Born in 1964 in Stavanger, Norway, Per Dybvig lives and works in Stavanger and Berlin. Dybvig is a traveller of the imagination, exploring white areas on the map and on the white drawing paper where no one has laid their hand before: unconventional arrangement of pictorial space, distortion of perspective and scale, strange details that defy the limits of realism, and almost virtuoso drawing techniques. Dybvig seduces us with precise craftsmanship to enter a world of imagery both beautiful and sinister, like scenes in an absurd play, or like fables where Aesop has lost his train of thought and forgotten the point of the story long ago.

The inspiration for the animations and the drawings that show variations on the hare theme comes from a woodblock print dating back to 1535: The Hunter Caught by the Hares, by Georg Pencz, where the hunter has been hanged from a tree and the hares are preparing for a feast. Dybvig distorts the stylized image of the Renaissance into vivid, rough drawings in the films and into delicate, sophisticated pen drawings in his small gallery pictures. In a bizarre world of images, the finest pen line conjures up peculiar situations and actions. The bizarre, the twisted, and the carnivalesque are established as natural phenomena beyond this world, as André Breton points out in the catalogue for a 1921 Max Ernst exhibition: “Who knows if we are not in this manner being prepared for escaping the principle of identity?”

Dybvig’s draftsmanship is most certainly that of a surrealist; in drawings such as these, he does indeed let his characters escape the principle of identity: here we have a rat-moose on the operating table, a teaspoon-sized man with three hats flanked by a climbing pig, rat-like animals larger than men. These animal fables appear to be without moral perspective. Dybvig leads us towards our outer edges of reasoning, towards the innate laughter of the dizzying imagination, towards the anarchistic edges of the carnival. The human assumes animal form; the animals no longer look like themselves. Is this a rabbit, a fox or a rat? Or is it in fact a rodent moose? This is how Dybvig deflates both the Western myth about the lonesome rider and the traditional idea of hunter and prey.

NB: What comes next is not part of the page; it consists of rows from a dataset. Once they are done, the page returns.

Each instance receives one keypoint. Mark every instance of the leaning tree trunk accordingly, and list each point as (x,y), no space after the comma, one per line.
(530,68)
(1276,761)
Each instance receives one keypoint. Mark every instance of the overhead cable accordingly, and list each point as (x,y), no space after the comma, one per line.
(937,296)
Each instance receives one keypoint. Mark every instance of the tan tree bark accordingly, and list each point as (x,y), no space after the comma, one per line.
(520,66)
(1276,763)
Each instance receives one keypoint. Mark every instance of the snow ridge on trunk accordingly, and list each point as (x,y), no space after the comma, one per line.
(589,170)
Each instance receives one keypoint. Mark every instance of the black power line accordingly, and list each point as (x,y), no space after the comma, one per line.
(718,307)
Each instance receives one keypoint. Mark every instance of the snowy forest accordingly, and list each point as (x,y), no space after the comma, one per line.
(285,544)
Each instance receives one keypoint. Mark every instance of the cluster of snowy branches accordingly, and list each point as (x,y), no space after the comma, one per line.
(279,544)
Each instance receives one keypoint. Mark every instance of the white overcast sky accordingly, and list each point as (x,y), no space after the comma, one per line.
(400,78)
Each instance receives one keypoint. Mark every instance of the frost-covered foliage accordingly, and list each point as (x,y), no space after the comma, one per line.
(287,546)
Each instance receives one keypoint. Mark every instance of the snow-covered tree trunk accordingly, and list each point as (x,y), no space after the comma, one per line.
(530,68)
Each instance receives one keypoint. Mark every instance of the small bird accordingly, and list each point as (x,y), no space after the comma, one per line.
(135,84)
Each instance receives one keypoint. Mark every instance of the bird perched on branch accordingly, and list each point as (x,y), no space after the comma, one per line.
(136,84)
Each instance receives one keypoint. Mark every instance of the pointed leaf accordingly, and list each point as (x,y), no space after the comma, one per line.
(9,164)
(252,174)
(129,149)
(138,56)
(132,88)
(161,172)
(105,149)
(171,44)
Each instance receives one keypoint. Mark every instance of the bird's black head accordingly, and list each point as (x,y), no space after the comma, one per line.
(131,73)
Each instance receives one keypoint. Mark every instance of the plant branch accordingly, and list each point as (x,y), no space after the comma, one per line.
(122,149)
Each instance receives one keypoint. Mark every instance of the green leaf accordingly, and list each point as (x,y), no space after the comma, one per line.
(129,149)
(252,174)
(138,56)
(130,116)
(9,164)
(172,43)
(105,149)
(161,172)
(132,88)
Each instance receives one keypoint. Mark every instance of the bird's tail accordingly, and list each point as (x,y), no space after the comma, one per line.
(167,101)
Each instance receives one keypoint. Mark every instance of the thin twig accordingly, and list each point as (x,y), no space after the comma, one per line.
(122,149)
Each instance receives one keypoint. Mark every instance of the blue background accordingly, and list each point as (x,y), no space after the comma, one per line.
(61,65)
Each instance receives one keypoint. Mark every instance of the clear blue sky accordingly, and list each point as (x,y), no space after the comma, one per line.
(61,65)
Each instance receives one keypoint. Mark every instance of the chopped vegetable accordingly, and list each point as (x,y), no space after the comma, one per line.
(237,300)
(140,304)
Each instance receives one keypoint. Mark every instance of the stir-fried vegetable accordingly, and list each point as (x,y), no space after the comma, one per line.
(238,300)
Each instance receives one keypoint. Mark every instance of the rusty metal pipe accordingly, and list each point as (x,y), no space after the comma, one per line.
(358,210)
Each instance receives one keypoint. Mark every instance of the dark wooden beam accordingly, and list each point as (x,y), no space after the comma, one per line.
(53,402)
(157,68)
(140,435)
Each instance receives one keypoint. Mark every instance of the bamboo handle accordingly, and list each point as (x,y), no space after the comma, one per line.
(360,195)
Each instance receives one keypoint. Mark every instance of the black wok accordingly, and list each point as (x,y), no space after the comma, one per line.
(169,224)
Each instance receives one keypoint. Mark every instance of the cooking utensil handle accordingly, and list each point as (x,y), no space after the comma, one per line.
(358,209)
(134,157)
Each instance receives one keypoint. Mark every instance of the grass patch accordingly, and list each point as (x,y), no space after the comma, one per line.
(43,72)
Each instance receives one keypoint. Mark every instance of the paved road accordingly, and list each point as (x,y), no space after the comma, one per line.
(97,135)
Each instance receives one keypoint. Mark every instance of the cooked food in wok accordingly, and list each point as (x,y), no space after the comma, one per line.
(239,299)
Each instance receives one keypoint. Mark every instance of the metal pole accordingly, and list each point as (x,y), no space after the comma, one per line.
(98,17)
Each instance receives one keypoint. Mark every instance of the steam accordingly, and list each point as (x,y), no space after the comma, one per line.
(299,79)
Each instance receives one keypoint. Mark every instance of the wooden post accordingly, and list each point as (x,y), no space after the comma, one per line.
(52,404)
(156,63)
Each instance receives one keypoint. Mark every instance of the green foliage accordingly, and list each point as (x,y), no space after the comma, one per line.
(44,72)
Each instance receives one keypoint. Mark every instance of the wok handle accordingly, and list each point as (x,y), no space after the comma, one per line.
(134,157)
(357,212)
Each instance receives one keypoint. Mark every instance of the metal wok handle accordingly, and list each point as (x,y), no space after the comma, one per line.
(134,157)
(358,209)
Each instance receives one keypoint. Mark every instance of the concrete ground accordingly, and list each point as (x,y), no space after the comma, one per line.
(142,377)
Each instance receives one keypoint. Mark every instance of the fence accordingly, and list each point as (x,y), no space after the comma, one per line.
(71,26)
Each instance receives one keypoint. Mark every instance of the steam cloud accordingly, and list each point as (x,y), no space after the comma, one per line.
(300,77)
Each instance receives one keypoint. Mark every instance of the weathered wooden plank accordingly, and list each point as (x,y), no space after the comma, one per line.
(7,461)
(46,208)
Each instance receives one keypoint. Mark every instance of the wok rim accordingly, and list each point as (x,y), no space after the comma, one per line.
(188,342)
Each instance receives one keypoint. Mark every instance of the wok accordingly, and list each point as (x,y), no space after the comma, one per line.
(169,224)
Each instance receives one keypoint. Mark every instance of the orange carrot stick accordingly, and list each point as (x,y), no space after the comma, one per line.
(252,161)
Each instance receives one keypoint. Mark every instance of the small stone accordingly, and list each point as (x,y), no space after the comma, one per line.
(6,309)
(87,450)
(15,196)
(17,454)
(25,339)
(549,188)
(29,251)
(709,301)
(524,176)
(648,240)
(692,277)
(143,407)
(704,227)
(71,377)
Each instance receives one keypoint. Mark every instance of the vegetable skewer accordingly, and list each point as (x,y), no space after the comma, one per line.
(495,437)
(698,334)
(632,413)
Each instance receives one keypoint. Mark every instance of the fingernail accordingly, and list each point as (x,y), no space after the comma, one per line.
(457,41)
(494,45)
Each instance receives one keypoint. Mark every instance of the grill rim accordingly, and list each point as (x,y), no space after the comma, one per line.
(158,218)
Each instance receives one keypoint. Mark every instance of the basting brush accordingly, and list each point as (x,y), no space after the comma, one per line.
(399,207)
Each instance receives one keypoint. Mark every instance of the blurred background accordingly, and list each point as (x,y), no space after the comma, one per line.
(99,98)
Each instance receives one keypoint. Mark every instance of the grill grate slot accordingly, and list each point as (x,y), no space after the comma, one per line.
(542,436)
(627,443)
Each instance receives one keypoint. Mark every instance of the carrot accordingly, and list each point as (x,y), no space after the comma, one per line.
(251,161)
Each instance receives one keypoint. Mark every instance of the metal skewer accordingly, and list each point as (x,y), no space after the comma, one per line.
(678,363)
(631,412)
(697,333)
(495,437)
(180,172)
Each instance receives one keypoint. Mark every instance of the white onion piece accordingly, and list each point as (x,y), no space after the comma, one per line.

The drawings move as well, in - up till now - six animated films: the first, Hunter, Hare, Dog, is from 2010. His newest stop-motion animation comes as an accompanying video to Norwegian singer Morten Abel's newest song Evig Din which is also the title of the exhibition. In all of his films, Dybvig lets the sketch pad and the camera become one, as the film's movements are created by a number of still frames which change on paper, slowly and meticulously, from frame to frame. The protagonists and figures take part in an absurd fairy tale where a laconic narrator’s voice part underlines, part contradicts what we see. Norwegian folk tales and classic Western myths meet and shatter each other forcibly.